Prisoner (Criminals & Captives #1)(26)



“When you pushed my face into the ground, you mean?” I bite out. I actually don’t think he hurt my face at all. I think it was from when I crashed through the bramble, but he seems concerned for my welfare in that f*cked-up way of his, so I let him think it.

I’ll take any morsel of sympathy I can get.





Chapter Sixteen




Grayson


Ms. Winslow is nothing but trouble. If Stone were here, he’d drop her without a thought. He’s always been more comfortable with killing than I have. I mean that with respect. He didn’t hesitate to slash throats and gouge eyes when he had the chance, and it’s because of his physical brilliance and love for violence that we got out of that hellhole alive.

Here I am with a cop bound, blindfolded, and gagged. And little Ms. Winslow looking at me with her big doe eyes. She looks…wounded. Betrayed. Shocked that I might be a bad guy after all.

Well, nice to meet you too.

“Let’s go.”

“But what about…” She glances back at the cop.

Doesn’t she know the cop would give her up in a second if it meant catching me? She’s nothing to him. A pawn.

“What?” I go over and press the gun lightly to the cop’s temple. “Should I do it?” The cop jerks his head, pointing his face upward the way blindfolded guys always seem to do. Like if they look upward, they might suddenly see through the blindfold. I never understood that.

Her lower lip trembles. Is she going to cry? It’s going to sting her cheek. Why should I care? I shouldn’t, I shouldn’t, but my stomach clenches when the tear falls over the smooth skin and splashes into the bloody streak. Like an idiot I go to her and brush my thumb over the cut, knowing the salt and grime will hurt her too. She flinches but doesn’t move away.

Pain is a funny thing. We fight so hard to avoid it, almost more than death. But it’s the only thing that binds us. Going through pain together and coming out on the other side is the only form of friendship I’ve ever known.

And strangely, I want to have that with her. In a way I feel like we do. The class. The pepper-spray episode. A little hate, a little hell.

“Should I shoot him?” My voice has dropped to a whisper. “Should we get rid of him?”

She shakes her head, hard, dislodging more tears. “Don’t. Don’t.”

It makes me want to do it more. Maybe we’d be more connected if we went through a little more hell together. Sometimes when you’re made of ice, fire is all you feel. My finger tightens on the trigger. At least then I’d have done what they locked me up for.

Ms. Winslow wraps her arms around herself. “They’ll kill you!” The words sound torn from her. “They won’t just put you back in jail. They’ll put you on death row.”

Her words get me. It’s sympathy. Maybe even some kind of warped affection.

I know what to do with the fist and the knife. I know what to do with pain and hate. I know what to do with a woman, how to run the tender, caring act just long enough to get my rocks off.

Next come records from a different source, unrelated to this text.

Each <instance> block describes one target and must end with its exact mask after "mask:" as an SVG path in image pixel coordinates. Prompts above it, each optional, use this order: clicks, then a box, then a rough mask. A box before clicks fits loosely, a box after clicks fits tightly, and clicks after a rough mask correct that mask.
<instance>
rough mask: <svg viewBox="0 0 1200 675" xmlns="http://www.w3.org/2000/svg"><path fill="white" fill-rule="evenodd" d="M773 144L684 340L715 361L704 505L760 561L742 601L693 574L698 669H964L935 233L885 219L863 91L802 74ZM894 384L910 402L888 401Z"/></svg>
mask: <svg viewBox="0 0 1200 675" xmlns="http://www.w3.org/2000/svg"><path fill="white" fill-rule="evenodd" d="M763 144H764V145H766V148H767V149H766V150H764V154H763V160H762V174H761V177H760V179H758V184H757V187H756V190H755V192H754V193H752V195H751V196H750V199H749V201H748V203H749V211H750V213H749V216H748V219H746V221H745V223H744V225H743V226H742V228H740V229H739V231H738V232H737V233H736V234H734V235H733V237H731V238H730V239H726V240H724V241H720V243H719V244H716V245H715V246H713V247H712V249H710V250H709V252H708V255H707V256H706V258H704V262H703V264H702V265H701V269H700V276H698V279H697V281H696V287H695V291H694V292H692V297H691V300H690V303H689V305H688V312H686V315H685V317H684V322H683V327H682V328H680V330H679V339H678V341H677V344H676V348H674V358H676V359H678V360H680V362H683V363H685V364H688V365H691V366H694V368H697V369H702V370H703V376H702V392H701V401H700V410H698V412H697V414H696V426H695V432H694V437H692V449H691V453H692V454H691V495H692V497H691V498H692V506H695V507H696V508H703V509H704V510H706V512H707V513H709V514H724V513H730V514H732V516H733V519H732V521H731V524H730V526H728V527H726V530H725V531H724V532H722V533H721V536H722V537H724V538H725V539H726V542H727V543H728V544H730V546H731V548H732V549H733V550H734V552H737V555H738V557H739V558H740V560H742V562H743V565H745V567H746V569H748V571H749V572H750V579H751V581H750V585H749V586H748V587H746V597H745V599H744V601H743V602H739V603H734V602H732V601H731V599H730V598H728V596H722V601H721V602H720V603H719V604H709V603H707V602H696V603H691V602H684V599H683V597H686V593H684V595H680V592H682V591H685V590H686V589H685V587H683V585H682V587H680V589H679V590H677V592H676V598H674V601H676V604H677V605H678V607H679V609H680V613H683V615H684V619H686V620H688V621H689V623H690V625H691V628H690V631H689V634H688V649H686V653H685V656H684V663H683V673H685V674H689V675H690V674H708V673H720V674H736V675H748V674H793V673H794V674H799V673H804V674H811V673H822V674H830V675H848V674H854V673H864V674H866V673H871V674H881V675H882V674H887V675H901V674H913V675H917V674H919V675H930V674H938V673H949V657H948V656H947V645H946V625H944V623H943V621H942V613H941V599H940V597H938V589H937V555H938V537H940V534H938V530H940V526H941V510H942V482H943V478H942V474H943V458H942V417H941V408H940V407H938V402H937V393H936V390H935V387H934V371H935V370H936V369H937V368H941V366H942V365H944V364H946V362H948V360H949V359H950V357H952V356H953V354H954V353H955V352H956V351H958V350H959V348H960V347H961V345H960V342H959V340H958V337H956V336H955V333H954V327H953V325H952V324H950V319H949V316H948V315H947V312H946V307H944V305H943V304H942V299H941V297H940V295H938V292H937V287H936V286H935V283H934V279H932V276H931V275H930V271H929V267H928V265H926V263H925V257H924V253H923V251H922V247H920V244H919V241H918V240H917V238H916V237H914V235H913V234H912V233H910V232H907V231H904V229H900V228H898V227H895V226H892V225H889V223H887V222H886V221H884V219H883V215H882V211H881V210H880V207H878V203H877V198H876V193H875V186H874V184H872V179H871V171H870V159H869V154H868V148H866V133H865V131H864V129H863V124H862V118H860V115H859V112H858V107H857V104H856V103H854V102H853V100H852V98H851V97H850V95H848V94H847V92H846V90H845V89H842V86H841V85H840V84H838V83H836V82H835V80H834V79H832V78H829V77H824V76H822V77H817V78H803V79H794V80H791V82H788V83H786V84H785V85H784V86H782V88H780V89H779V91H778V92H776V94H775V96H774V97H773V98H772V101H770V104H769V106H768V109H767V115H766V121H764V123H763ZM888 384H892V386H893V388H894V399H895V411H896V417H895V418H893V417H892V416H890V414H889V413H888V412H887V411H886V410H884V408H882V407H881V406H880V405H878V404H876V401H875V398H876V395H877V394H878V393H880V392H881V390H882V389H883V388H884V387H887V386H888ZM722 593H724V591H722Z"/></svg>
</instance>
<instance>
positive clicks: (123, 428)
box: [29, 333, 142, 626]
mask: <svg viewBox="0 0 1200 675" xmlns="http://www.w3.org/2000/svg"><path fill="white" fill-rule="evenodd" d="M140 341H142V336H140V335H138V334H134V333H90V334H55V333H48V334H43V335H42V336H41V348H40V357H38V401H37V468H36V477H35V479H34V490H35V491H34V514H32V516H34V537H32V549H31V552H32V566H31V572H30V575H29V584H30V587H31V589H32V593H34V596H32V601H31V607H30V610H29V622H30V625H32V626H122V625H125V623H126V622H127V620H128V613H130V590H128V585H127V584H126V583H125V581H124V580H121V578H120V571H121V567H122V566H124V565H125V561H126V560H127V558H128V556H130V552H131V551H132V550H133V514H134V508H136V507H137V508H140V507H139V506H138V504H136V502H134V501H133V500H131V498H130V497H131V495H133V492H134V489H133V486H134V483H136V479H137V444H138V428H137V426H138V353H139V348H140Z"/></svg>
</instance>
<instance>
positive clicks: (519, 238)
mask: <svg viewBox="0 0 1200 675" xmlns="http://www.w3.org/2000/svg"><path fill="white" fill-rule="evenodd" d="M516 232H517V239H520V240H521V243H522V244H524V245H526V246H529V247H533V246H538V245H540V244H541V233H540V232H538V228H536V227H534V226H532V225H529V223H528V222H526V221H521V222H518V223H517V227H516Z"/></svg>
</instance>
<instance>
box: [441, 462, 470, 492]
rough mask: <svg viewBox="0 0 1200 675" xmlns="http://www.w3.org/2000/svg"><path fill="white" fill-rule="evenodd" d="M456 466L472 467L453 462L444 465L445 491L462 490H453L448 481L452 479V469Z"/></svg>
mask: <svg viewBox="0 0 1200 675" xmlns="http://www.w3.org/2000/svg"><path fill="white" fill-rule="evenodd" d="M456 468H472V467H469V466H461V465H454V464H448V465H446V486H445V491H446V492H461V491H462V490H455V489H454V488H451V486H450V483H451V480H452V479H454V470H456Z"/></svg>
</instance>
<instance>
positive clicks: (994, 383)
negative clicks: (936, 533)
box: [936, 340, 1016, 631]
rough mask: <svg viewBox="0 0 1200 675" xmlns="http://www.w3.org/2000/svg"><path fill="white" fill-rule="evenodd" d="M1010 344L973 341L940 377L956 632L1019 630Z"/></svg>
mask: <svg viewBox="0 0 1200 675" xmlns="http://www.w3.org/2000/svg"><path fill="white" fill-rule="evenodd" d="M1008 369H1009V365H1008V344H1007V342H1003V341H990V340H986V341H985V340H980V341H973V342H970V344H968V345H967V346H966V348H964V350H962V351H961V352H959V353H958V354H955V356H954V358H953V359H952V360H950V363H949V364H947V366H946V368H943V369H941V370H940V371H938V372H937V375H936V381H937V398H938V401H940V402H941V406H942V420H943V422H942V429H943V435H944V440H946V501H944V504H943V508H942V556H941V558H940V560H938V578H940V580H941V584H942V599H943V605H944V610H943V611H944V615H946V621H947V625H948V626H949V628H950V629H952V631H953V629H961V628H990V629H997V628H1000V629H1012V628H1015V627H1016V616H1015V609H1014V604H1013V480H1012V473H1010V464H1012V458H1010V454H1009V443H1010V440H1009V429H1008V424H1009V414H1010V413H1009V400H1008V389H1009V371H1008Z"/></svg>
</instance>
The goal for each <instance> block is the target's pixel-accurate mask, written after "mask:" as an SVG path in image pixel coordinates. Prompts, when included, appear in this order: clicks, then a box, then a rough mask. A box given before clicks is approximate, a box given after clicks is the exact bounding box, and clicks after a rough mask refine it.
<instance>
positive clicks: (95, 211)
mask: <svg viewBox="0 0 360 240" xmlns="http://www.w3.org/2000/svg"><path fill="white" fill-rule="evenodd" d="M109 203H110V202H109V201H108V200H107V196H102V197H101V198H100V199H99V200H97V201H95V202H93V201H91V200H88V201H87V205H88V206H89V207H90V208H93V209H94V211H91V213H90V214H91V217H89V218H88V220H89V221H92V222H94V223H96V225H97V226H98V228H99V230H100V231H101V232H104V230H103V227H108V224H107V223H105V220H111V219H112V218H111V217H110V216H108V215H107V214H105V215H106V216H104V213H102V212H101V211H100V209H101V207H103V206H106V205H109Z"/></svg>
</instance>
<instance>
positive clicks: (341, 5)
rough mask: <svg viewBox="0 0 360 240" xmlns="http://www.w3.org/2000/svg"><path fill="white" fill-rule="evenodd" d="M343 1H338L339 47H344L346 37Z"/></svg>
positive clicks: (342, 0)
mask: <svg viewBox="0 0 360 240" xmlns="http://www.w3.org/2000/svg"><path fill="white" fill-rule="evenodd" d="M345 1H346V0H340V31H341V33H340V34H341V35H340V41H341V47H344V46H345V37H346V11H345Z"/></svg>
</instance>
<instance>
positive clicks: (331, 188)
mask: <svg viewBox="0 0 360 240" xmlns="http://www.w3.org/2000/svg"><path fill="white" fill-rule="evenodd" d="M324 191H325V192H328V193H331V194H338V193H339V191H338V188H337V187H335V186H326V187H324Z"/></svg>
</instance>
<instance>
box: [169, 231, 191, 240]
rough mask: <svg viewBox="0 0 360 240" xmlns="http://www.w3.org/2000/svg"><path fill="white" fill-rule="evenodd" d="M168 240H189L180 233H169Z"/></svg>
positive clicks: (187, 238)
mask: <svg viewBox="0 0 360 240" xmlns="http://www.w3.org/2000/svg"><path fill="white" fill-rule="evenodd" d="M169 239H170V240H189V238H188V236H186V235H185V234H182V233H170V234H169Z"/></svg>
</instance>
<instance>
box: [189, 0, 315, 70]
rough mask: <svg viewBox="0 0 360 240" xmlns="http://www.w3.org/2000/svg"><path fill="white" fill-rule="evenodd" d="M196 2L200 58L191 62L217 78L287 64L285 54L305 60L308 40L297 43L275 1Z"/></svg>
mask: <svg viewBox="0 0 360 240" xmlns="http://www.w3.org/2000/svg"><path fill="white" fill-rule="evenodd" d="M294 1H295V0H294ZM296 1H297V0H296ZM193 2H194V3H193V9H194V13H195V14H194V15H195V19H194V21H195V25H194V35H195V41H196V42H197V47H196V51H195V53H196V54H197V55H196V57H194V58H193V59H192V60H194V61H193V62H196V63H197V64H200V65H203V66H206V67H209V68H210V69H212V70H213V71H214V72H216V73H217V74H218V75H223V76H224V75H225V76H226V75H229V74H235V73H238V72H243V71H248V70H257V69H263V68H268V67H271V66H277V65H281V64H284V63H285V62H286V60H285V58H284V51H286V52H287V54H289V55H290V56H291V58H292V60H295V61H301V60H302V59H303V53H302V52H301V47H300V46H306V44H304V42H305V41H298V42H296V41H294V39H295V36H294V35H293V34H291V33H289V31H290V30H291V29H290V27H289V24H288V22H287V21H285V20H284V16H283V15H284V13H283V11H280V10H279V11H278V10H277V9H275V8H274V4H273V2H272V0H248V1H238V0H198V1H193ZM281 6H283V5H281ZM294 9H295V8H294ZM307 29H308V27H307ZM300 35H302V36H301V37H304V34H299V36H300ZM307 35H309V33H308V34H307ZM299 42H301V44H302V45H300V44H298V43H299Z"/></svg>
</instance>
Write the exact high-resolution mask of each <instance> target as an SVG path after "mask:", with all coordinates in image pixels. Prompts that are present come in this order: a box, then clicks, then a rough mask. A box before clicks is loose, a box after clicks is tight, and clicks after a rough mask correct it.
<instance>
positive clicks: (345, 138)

I don’t know what to do with Ms. Winslow.

“Let’s go,” I repeat, gruff this time. Aren’t we a pair? Both of us determined to save the other, even though it might kill us in the end.

A grunt comes from the cop.

I spare him a glance. His mouth is stuffed full of fabric; his hands are cuffed. Stone would probably taunt him.

“Save your energy,” I say softly. “Don’t fight it. That makes it worse. Wait for your chance.”

Of course he doesn’t listen. He strains his muscles, fighting so hard the leaves shiver above him. A vein pulses in his forehead.

“Don’t struggle,” I snap, but he isn’t listening. They never listen.

“Let’s go!” I say again, and she obeys, turning in the direction I nod.

There’s enough light coming through the tall branches to tell me there’s an opening in this direction. I can’t risk going back to her car with the cop car there. I doubt there’s a partner sitting inside, waiting to hear back; state troopers work alone. But he would have called in his position before leaving the car. Backup is on the way. Probably not for at least thirty minutes, though.

Knowing police procedure has saved my ass more times than I can count.

We move through the forest at a swift pace despite the rocky landscape. Fallen trees and deadwood block our way. She stumbles sometimes, but I always catch her before she slips. She’s warm and soft in my grip. I force myself to let her go.

Why isn’t she running?

Obviously I’ll just catch her, but she has to know I won’t kill her now. I sure as hell know it. She’s mine to do what I want with, but that also means she’s mine to care for, to protect.

Lying on the ground with her, calming her, helping her breathe, that was one of the most powerful experiences of my life—powerful in a good way. The feeling is so huge inside me that it scares me. And then the way she broke apart underneath me, under my touch.

I catch a flash of red on her pale cheek at one point and I grab her wrist. Her brown eyes look up at me, dark pools in the dappled light.

“Did you get hurt?” I demand to know, even though she obviously did.

She shakes her head. “I’m fine.”

The blood dripping down her cheek calls her a liar and twists me in a knot. I want to say something comforting, but all I do is tighten my hold on her wrist. “You won’t get away if you run.”